The Underwater Welder
is still so, so beautiful, because Lemire gets that the real measure of a story isn’t what it tells, but how it’s told. While Underwater Welder
’s story is familiar and easy to grasp, Lemire’s command of pacing and his ability to come up with just the right image at just the right moment are a wonder. As soon as he introduces Jack—a deep-sea diver who works on an oil rig off the Canadian coast—Lemire zeroes in on what Jack feels but can’t fully articulate. Here’s a guy who loves his wife but fears his legacy, and wishes he had more time to sort out his problems before his son is born. But time ticks inexorably on, and that child is coming, whether Jack is ready or not.
Lemire sets The Underwater Welder at Halloween, which is also the day Jack’s father drowned, on a night when Jack had dressed in a homemade deep-sea diver costume. As the book shifts back and forth between the past and the present, Lemire makes visual links between Jack and his dad, suggesting how dangerous patterns of behavior can recur. There are some supernatural elements to Underwater Welder—a visitation by old ghosts as well as some ominous portents of the future—but ultimately, those are as symbolic as the book’s title. It’s Jack’s job to fix the structural problems way down below the surface, just as it’s Lemire’s job to get readers to care about the stakes for his hero. Lemire does that with words that are sometimes inelegant, but he also does it with pictures that express what’s beneath those words. Underwater Welder builds its world panel by panel, first depicting the kind of panic that’s common to new parents, then plumbing its depths.
Wizzywig: Portrait Of A Serial Hacker
(Top Shelf) has a higher degree of narrative difficulty than The Underwater Welder
—and indeed, than most graphic novels. Compositing and fictionalizing the real-life anecdotes of tech outlaws, Piskor constructs nothing less than an ür-story for the put-upon people who use their computers to pull pranks and scams on their oppressors. Wizzywig
’s hero is Kevin Phenicle, known—and feared—by the savvy as “Boingthump.” Piskor follows his protagonist from boyhood to manhood, as Kevin learns how to break into the earliest computer networks, and as he cycles between prison and life as a fugitive. Eventually, Kevin becomes a national story, relentlessly pursued by a pot-stirring tabloid journalist and defended by a talk-radio host who’s been his friend since they were kids.
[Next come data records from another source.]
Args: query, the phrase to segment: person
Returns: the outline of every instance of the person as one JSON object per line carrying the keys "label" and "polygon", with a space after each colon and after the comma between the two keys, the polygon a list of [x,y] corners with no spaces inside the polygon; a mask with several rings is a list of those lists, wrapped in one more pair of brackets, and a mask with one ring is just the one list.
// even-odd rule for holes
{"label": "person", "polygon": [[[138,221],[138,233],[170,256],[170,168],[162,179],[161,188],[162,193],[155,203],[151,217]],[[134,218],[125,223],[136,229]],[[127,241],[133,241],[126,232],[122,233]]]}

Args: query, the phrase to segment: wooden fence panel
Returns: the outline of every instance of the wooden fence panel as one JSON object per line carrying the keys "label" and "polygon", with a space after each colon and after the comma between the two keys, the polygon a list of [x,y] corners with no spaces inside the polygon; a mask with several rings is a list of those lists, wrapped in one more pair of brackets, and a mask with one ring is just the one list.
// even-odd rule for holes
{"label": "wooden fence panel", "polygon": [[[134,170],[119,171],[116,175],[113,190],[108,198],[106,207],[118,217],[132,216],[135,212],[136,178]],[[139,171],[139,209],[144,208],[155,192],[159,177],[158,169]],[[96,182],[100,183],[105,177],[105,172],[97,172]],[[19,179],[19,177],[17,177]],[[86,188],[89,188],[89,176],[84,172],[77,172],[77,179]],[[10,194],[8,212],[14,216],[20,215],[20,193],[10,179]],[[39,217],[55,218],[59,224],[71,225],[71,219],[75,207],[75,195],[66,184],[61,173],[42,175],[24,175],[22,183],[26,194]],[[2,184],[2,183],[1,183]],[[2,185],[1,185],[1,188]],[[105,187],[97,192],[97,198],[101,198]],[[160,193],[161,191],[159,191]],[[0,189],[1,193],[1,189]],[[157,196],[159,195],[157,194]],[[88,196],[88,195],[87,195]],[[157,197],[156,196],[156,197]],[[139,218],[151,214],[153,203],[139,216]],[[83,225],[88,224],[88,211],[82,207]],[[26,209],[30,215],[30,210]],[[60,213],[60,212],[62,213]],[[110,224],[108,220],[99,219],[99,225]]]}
Piskor has an art style reminiscent of the ’80s and ’90s underground crowd (a little like Rick Altergott and David Boswell, in that it’s cartoony, elaborate, or grotesque as needed), and a storytelling style a lot like recent Dan Clowes, with short vignettes that add up to something larger. He’s also clearly done his homework. Wizzywig is full of fascinating tidbits about how the hero forges new identities, rips off the phone company, and gets pizza for nothing. But while Piskor is constructing an ambitious, decades-spanning tale of a genius routed by public hysteria, he never loses sight of who Kevin really is: a social misfit who becomes a criminal out of a combination of boredom, ignorance, and spite.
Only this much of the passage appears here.